# Hey!



## KidRoberts (Jun 6, 2013)

Hey, all. I just stumbled across this site while looking up book collections. I love learning about all aspects of WWII and I like collecting WWII books. My main interest in WWII is about the Germans. I'd really like to learn more about the Luftwaffe. I'm also just starting to try to teach myself Afrikaans. I know VERY little, but I'm eager to learn the language.


----------



## DerAdlerIstGelandet (Jun 6, 2013)

Welcome to our dysfunctional family. Get involved and don't let lot scare you off...


----------



## Marcel (Jun 6, 2013)

Welkom op dit forum. Just curious, why Afrikaans and not the mother language Dutch?


----------



## Wayne Little (Jun 6, 2013)

G'day mate welcome aboard!


----------



## KidRoberts (Jun 6, 2013)

Marcel said:


> Welkom op dit forum. Just curious, why Afrikaans and not the mother language Dutch?

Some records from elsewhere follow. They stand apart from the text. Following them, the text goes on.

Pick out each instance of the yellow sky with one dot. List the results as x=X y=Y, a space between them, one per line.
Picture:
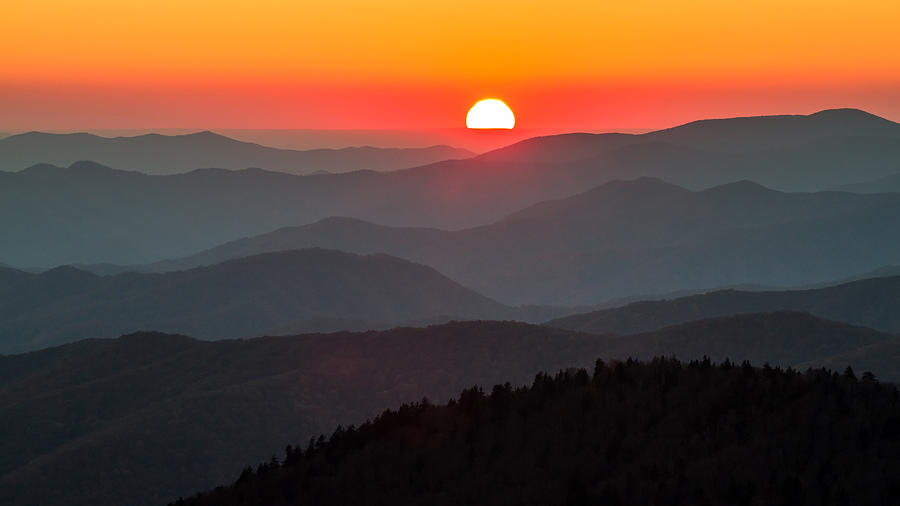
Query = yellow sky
x=463 y=44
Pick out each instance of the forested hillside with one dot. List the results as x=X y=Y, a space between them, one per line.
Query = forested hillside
x=631 y=433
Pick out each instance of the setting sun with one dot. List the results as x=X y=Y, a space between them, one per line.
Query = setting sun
x=490 y=113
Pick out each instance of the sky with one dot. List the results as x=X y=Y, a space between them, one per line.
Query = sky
x=406 y=65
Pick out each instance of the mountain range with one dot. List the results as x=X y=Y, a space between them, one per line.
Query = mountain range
x=172 y=415
x=89 y=213
x=624 y=238
x=869 y=302
x=885 y=184
x=169 y=154
x=280 y=292
x=661 y=432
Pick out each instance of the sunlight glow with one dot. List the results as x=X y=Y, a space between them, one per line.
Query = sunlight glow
x=490 y=113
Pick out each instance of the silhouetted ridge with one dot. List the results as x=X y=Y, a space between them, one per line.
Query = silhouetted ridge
x=237 y=298
x=662 y=432
x=151 y=404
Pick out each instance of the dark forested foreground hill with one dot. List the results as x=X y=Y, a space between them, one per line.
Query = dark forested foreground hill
x=625 y=238
x=169 y=415
x=168 y=154
x=172 y=416
x=89 y=213
x=872 y=303
x=663 y=433
x=240 y=298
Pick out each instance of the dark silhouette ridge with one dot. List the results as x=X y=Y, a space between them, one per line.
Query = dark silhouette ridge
x=173 y=415
x=662 y=432
x=624 y=238
x=167 y=154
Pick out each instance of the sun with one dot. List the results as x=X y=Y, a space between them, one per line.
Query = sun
x=490 y=113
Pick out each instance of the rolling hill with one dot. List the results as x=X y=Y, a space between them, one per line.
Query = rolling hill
x=90 y=214
x=625 y=238
x=245 y=297
x=169 y=154
x=871 y=302
x=885 y=184
x=172 y=415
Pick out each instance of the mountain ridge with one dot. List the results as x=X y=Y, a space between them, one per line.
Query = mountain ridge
x=167 y=154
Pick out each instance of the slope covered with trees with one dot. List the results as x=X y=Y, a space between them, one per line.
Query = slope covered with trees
x=172 y=416
x=631 y=433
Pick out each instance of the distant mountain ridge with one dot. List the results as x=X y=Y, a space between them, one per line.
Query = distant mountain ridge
x=872 y=303
x=169 y=154
x=625 y=238
x=87 y=214
x=889 y=183
x=239 y=298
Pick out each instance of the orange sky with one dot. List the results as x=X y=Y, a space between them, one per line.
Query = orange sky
x=392 y=64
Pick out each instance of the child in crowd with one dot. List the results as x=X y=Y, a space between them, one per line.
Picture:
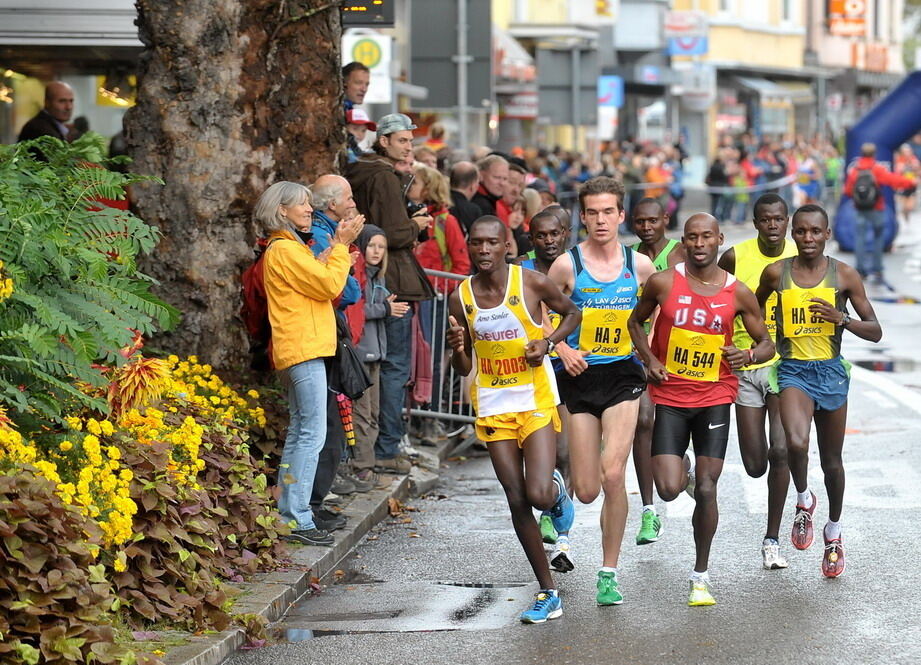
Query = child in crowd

I plan on Dutch and then German after.


----------



## Marcel (Jun 6, 2013)

You have a hobby in languages? 
When you've learned Afrikaans, Dutch shouldn't be too difficult. Although I understand that the Afrikaner grammar is slightly less complicated then Dutch. I can understand Afrikaans pretty well, although they sometimes use weird words and the order of words in a sentence is different. German is pretty different from either Dutch or Afrikaans, although they might sound similar.


----------



## Gnomey (Jun 6, 2013)

Welcome.

As my Dutch friends said when I was in South Africa, Afrikaans is "pigeon/kindergarten Dutch"... Can understand/talk a little myself from when I was out in South Africa.


----------



## Thorlifter (Jun 6, 2013)

Welcome to the fun house. Ask all the questions you want, but maybe try to do a little research first. Hope you enjoy your stay!


----------



## meatloaf109 (Jun 6, 2013)

Hey yourself!
Welcome to the forum!


----------



## vikingBerserker (Jun 6, 2013)

Welcome aboard!


----------



## KidRoberts (Jun 6, 2013)

Marcel said:


> You have a hobby in languages?
> When you've learned Afrikaans, Dutch shouldn't be too difficult. Although I understand that the less complicated then Dutch. I can understand Afrikaans pretty well, although they sometimes use weird words and the order of words in a sentence is different. German is pretty different from either Dutch or Afrikaans, although they might sound similar.


 
Not really. I've always wanted to learn a language and I'm finally trying to actually learn. I took French for three years (school), but I couldn't tell you much of anything in French. I've listened to some Afrikaans (Afrikaner?) music and I've found I really like the sound of it and such. I also like the sound of Dutch. I have read where Afrikaans can open the gates for Germanic languages.


----------



## Njaco (Jun 6, 2013)

IIRC, Agrikaans is based on the Dutch language so like Marcel suggested, I would learn that first.

Welcome to the forum!


----------



## Marcel (Jun 7, 2013)

Njaco said:


> IIRC, Agrikaans is based on the Dutch language so like Marcel suggested, I would learn that first.
> 
> Welcome to the forum!


not necesarily. Afrikaans might be easier to learn for an English speaking person. Dutch is rather difficult as we make it a rule to always have an exception . 
Afrikaans is a daughter language of Dutch. It's actually 17th century Dutch that changed under heavy influence of English and Portugeese. Therefore we have most words in common, but the grammar differs quite a bit. Someone told me that Afrikaner have more difficulties understanding Dutch. Don't know if it's true, as I can understand Afrikaans quite well. 
Well KidRoberts good luck with your Afrikaans. If I can help you in any way with that, please let me know. Although understand that I speak Dutch, not Afikaans. There are some Afrikaner on the forum I think. henk comes in mind.


----------



## Matt308 (Jun 7, 2013)

I was thinking about Henk just the other day. Haven't seen him in a while.

Oh and welcome!


----------



## Njaco (Jun 7, 2013)

Does he know we only speak Swettish on the forum?


----------



## Wurger (Jun 8, 2013)

No, no... no Swettish but Fettish.... you have to keep your lips more puckered.


----------



## Lucky13 (Jun 8, 2013)

Ducklips?


----------